Yesterday was a scary day for our team. Robin and Laura went down in the “horror” crash that took place. Neither of them are going to be finishing the stages, which is really unfortunate, because both of them were doing incredibly well. We are sad to see this happen, and stayed up last night waiting for them to come home, but unfortunately, they arrived at 4am, a little past when we fell asleep. The other four of us have made it through to the next stage, and will join the rest of the field.
June 17, 2011
Waking up this morning there is a lot of positive energy in our large host house in Hudson, WI, and for a good reason: Every member of the Kowalski’s Markets Collegiate All-Star Team is starting stage 4 of the NVGP. Yesterday we raced the Cannon Falls road race. After the previous day with a time trial and criterium I was feeling a bit stiff and sore especially from the crit crash, and woke up with whole new eyes to the world of professional cycling.
This race was the first road race where I have been able to use the full road, and the full road was actually used. We started out rolling through the neutral zone, and then it was on! The first QOM (Queen of the Mountain) was 3 miles in so there was a bit of a tension you could feel in the field as everyone got rolling into the race. It was hot and humid but the race rolled on. I felt myself wanting to go to the front or off to a side just to get a breeze blowing across my face as I got hotter and hotter sitting in the field. Attacks were thrown back and forth between different teams in the rolling hills we encountered.
For me, the most memorable section was the gravel. I was told way before arriving in Minnesota to make sure I was towards the front on the gravel section. Not having a computer/powermeter on my bike, I didn’t know what mile we were at or how long we had been riding so the only way I knew we were about to enter the gravel was by the lead car’s trail of dust in the air. I moved up as many positions as I could, putting me in the top 30 of the peloton going through, and I just mashed through the section. I witnessed riders crashing across the gravel, but I was not one of them, which was great. I came out of the gravel in the back on the first group, and I gave it everything I had, but in the end, my legs got me. I had a full bottle on my bike I was wishing I could get rid of but when you are done, you are done. I tried to stay with the groups that came by me, and I did for a little while, but once again, I popped.

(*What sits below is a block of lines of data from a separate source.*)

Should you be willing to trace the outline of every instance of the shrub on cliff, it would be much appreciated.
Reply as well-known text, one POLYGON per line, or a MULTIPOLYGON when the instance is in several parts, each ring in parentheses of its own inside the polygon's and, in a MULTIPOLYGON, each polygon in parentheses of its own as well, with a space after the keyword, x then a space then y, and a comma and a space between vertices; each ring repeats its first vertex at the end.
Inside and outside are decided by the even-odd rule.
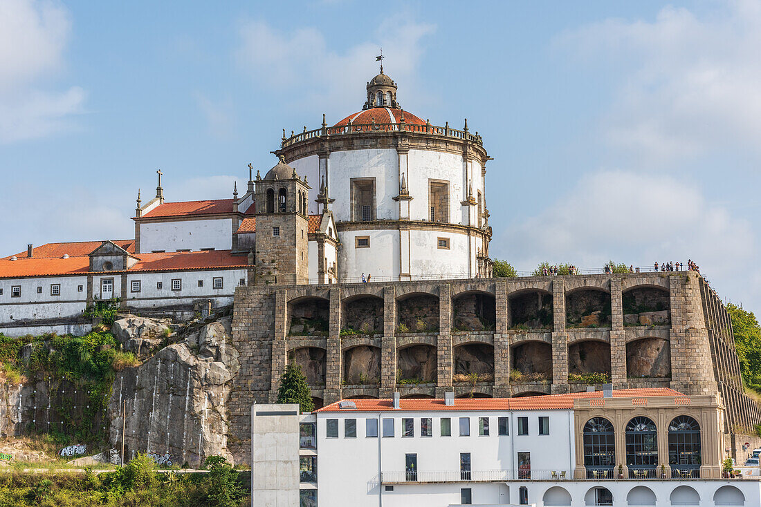
POLYGON ((280 377, 278 403, 298 403, 301 412, 314 410, 314 402, 309 391, 307 377, 298 364, 289 364, 280 377))

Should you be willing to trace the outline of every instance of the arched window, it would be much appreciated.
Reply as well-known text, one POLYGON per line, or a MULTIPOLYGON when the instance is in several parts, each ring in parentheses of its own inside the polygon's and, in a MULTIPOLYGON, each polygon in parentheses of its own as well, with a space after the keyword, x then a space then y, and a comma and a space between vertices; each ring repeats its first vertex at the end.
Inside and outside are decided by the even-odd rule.
POLYGON ((701 464, 700 426, 689 416, 674 417, 668 425, 668 462, 674 475, 698 477, 701 464))
POLYGON ((616 464, 613 425, 604 417, 593 417, 584 425, 584 466, 591 471, 612 471, 616 464))
POLYGON ((267 189, 267 213, 275 213, 275 191, 267 189))
POLYGON ((626 425, 626 466, 629 477, 638 478, 645 471, 642 475, 654 478, 658 464, 658 435, 655 423, 642 416, 635 417, 626 425))

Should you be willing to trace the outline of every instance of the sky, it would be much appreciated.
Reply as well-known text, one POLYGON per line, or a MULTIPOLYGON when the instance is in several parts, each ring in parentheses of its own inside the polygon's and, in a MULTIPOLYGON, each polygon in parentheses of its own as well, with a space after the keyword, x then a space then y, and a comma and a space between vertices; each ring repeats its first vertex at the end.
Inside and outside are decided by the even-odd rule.
POLYGON ((0 0, 0 255, 133 237, 138 189, 230 198, 282 129, 477 131, 492 257, 692 258, 761 311, 761 2, 0 0), (285 6, 284 6, 285 5, 285 6))

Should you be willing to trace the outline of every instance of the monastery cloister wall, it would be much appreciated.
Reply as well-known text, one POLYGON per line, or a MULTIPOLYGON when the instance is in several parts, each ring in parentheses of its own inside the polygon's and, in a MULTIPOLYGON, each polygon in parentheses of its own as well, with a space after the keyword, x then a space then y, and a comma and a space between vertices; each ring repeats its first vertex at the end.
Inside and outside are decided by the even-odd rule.
POLYGON ((228 407, 242 441, 250 403, 276 399, 290 361, 318 406, 394 391, 524 396, 610 382, 721 392, 726 433, 761 422, 743 394, 729 315, 693 271, 250 285, 236 290, 233 340, 241 369, 228 407))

The best part of the stage yesterday, was riding along in the peloton and seeing my teammates around me. At one point, 5 of us (as far as I could see) were riding within a few riders of one another, staying with it, and making our presence known in the peloton. Also, I am very proud of myself for not only making it into the final circuit, but being able to finish the race, and not getting pulled. The hardest part of the stage was the finishing circuit. I came into it perfectly: In the first group, made it through clear without any crashes or injury, but after the first lap, I suffered on the rise to the finish. With 5 more laps to go I found myself getting farther and farther back getting passed by groups as they went by.
Almost everything I encounter in this race is a learning experience. Yesterday was the first time I have gone back to a car to get feed bottles, for not only me, but also members of my team. I also found out what the smell of burning brake pads was like. I found myself riding next to Bronzini (Current World Road Champion), and Shelley Olds, not to mention Kristin Armstrong, or Olivia Dillon. I have found how important it is to set small goals for myself. Looking out of a smaller window, instead of a large one, and realizing that I’m riding for today, to learn from these experiences, and not for anything else.